Yanking out the paper makes it easier to use it again... :)

jameslee's picture
jameslee

Looks great to me. Great bakeries in my area do odd shape, rustic looking loaves that taste superb. As I'm sure your loaves do. Don't worry what the geeky, perfectionists say.

yy's picture
yy

maybe you got the UFO shape due to lack of steam? It looks like the crust on the top formed prematurely, before the interior of the loaf was finished expanding. Thus, your scores could not continue to expand to accomodate the full length of the oven spring. The loaf compensated by expanding downward instead of upward. Just a theory.

longhorn's picture
longhorn

That shape is usually an indication of dryness. Either the dough formed a dry skin during proofing or you didn't have enough steam in the oven. In either event the crust didn't expand at the slits as much as it wanted to so it expanded the whole loaf into a football profile. Did you slit way early??? It kind of looks like it... and that can cause the problem, but the skin color looks like a dry oven to me... There is lots on this site about steaming technique.

Good luck! (and I know it tasted good!)

Jay 

lionofdharma's picture
lionofdharma

Jay and yy, 

 

It was a steaming issue.  I baked a few more, in several shifts and put more steam on the 2nd batch.  It did not have the football profile and also developed "ears" more.

Thanks for you help!

 

Todd

longhorn's picture
longhorn

Glad to hear you solved the problem!  

As an aside it is easy to get that "football/flying saucer" profile. All you have to do is not slash your bread. Pane Pugliese and Pane di Genzano are both Italian breads that are not slashed. Instead one pokes them and does other things to give the loaves room to expand. However, they often expand beyond the corrections I make and then you get the weird shape. Knowing you had slashed he loaves, it was obvious to me that the loaf was forming a skin that was resisting expansion and forcing the whole loaf to expand and not at the slash.
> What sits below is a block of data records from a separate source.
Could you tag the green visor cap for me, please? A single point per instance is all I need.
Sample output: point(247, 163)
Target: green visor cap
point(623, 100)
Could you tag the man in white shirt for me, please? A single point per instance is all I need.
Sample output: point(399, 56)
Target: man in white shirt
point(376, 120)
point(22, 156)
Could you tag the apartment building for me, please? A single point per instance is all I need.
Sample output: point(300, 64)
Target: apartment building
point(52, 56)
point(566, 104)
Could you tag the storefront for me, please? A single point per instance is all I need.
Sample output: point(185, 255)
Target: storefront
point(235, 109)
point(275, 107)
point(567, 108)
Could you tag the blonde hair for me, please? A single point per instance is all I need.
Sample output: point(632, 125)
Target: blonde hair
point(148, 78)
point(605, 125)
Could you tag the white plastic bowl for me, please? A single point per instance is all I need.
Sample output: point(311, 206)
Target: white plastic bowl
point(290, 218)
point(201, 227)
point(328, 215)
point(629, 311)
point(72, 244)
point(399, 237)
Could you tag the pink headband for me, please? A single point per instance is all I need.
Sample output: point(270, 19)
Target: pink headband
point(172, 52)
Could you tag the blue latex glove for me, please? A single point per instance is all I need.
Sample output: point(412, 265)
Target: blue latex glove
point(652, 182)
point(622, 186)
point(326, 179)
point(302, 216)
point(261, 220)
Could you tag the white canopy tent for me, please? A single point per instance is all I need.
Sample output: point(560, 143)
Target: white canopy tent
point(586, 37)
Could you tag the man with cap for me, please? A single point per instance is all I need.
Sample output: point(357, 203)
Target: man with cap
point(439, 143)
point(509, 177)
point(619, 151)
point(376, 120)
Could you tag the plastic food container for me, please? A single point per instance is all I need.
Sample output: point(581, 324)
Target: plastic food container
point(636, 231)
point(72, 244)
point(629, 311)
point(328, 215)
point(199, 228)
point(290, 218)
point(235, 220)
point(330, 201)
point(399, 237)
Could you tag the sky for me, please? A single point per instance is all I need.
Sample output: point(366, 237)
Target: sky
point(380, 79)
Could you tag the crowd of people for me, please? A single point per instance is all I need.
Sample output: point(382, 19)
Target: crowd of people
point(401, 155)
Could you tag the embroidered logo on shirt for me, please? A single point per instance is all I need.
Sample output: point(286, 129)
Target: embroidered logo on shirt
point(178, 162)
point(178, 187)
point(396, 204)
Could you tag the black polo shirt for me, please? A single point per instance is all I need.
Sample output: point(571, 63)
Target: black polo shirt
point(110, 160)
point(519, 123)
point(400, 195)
Look forward to future posts!

Jay

Przytulanka's picture
Przytulanka

I had similar shape when I overproofed shaped boule.

Fayzor's picture
Fayzor

I use parchment paper if I'm not using my proofing baskets and I can't see any difference in the baking. We used paper under one of two pizzas in our wood oven and it also made no difference to the base or dough.